By default, the standard information consists of the shooting mode, shutter speed, aperture, flash mode, exposure compensation (expressed numerically), ISO sensitivity, Drive mode, AF area, Dynamic Range Optimiser mode, battery life remaining (as a percentage – see below), image compression and resolution, and frames remaining. Pressing the DISP button for the smaller fonts, allows the A200 to swap the exposure compensation number with a graphical scale (also used for flash compensation), along with the metering, white balance and colour modes.
Unlike the Olympus user interface, there’s no way to highlight these options on-screen to choose which to adjust, nor the function dial of the earlier Alpha A100 for direct physical control of popular items. Instead in addition to the dedicated ISO and Drive buttons on the top, Sony’s implemented a new Function button on the rear.
Labelled Fn, this fires-up a new user interface, splitting the screen into six sections which give you easy access to the flash, metering and AF modes, AF area, White Balance and Dynamic Range Optimiser (DRO) options. These give you relatively quick and easy access to the common settings.
Beyond these you’ll need to enter the main menu system, which is based on that of the higher-end Alpha A700. There’s four main tabs for Record, Setup, Playback and Configuration, each with two, one, two and three pages respectively. It’s fairly standard stuff and easy to navigate with the joypad rocker, although the text looks noticeably coarser than the extra fine VGA resolution of the A700’s screen; in fact at times on our model, some text looked below what you’d expect from a 230k screen, even at 2.7in.

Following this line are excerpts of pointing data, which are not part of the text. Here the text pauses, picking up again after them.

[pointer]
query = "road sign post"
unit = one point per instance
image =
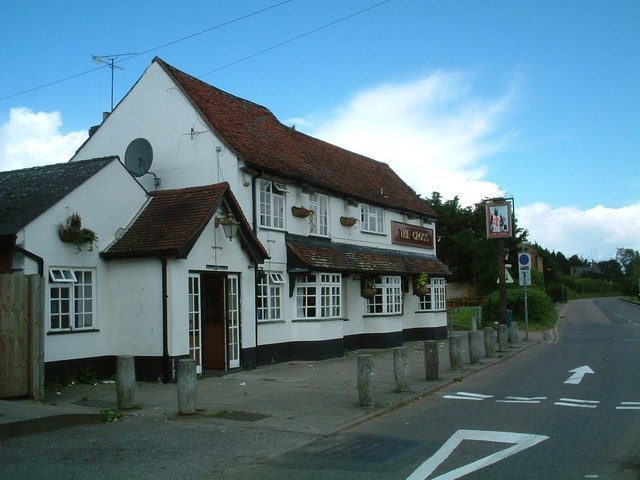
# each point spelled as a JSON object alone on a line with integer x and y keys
{"x": 524, "y": 274}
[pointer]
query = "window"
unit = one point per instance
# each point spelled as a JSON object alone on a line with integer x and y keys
{"x": 71, "y": 299}
{"x": 434, "y": 299}
{"x": 319, "y": 205}
{"x": 319, "y": 296}
{"x": 271, "y": 204}
{"x": 388, "y": 298}
{"x": 269, "y": 297}
{"x": 372, "y": 219}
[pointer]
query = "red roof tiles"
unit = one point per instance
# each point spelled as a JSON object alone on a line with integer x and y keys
{"x": 258, "y": 138}
{"x": 172, "y": 221}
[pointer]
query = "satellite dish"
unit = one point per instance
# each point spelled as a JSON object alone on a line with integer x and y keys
{"x": 138, "y": 157}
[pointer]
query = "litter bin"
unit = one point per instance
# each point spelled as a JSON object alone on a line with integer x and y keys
{"x": 509, "y": 317}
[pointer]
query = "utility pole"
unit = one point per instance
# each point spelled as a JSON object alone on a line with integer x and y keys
{"x": 109, "y": 61}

In playback you can switch between a clean view of the image, one overlaid with basic shooting information, a thumbnail view with red, green, blue and brightness histograms, and finally a large clean view with five tiny thumbnails of previous images running along the top.
This works like the A700, although the A200’s lower resolution screen means fewer details are visible on the tiny thumbnails. Zooming out during playback shows nine thumbnails, while zooming-in lets you examine as close as 12x, and scrolling around is fairly responsive. In a missed opportunity given the built-in orientation sensors, portrait images don’t turn to fill the screen when the camera’s rotated by 90 degrees – shame.
Sony Alpha DSLR-A200 Battery and connectivity
The Sony Alpha DSLR-A20 is powered by the same NP-FM500H InfoLithium Ion battery as the A700. This now means all four of Sony’s current DSLRs employ the same battery pack. It’s rated at 11.8 Watt Hours which Sony claims is good for around 750 images.
As an InfoLithium model, the NP-FM500H can also deliver accurate feedback of remaining charge. Like the A700 and all of Sony’s current Alphas, the A200 displays the remaining charge as a percentage on-screen – see screenshots above. This is better than any other battery implementation we’ve seen on rival DSLRs, and it’s great to see Sony unify the feature across the range.
Unlike the earlier A100, the new A200 also now has an optional battery grip – the VG-B30AM, which takes two NP-FM500H packs and provides a portrait-shooting grip and controls. Since the A300 and A350 share the same basic body as the A200, they too can share this battery grip. Again nice to share this accessory across the consumer range.
Two of the A200’s ports are hidden behind a large rubber flap on the left hand side – there you’ll find the remote control connector and DC input. The combined USB port and TV output are once again hidden behind the memory card door, which leads to a messy-looking situation where the door is open when the cable’s connected; why this port hasn’t been relocated to the other side behind the rubber flap is beyond us.
As for storage, Sony’s resisted the temptation to equip the A200 with a Memory Stick Duo slot, or horrors, one for SD. Instead you’ll find a conventional Compact Flash slot, although Sony can sell you a CF-to-Memory Stick Duo adapter if you’re really desperate to use this format.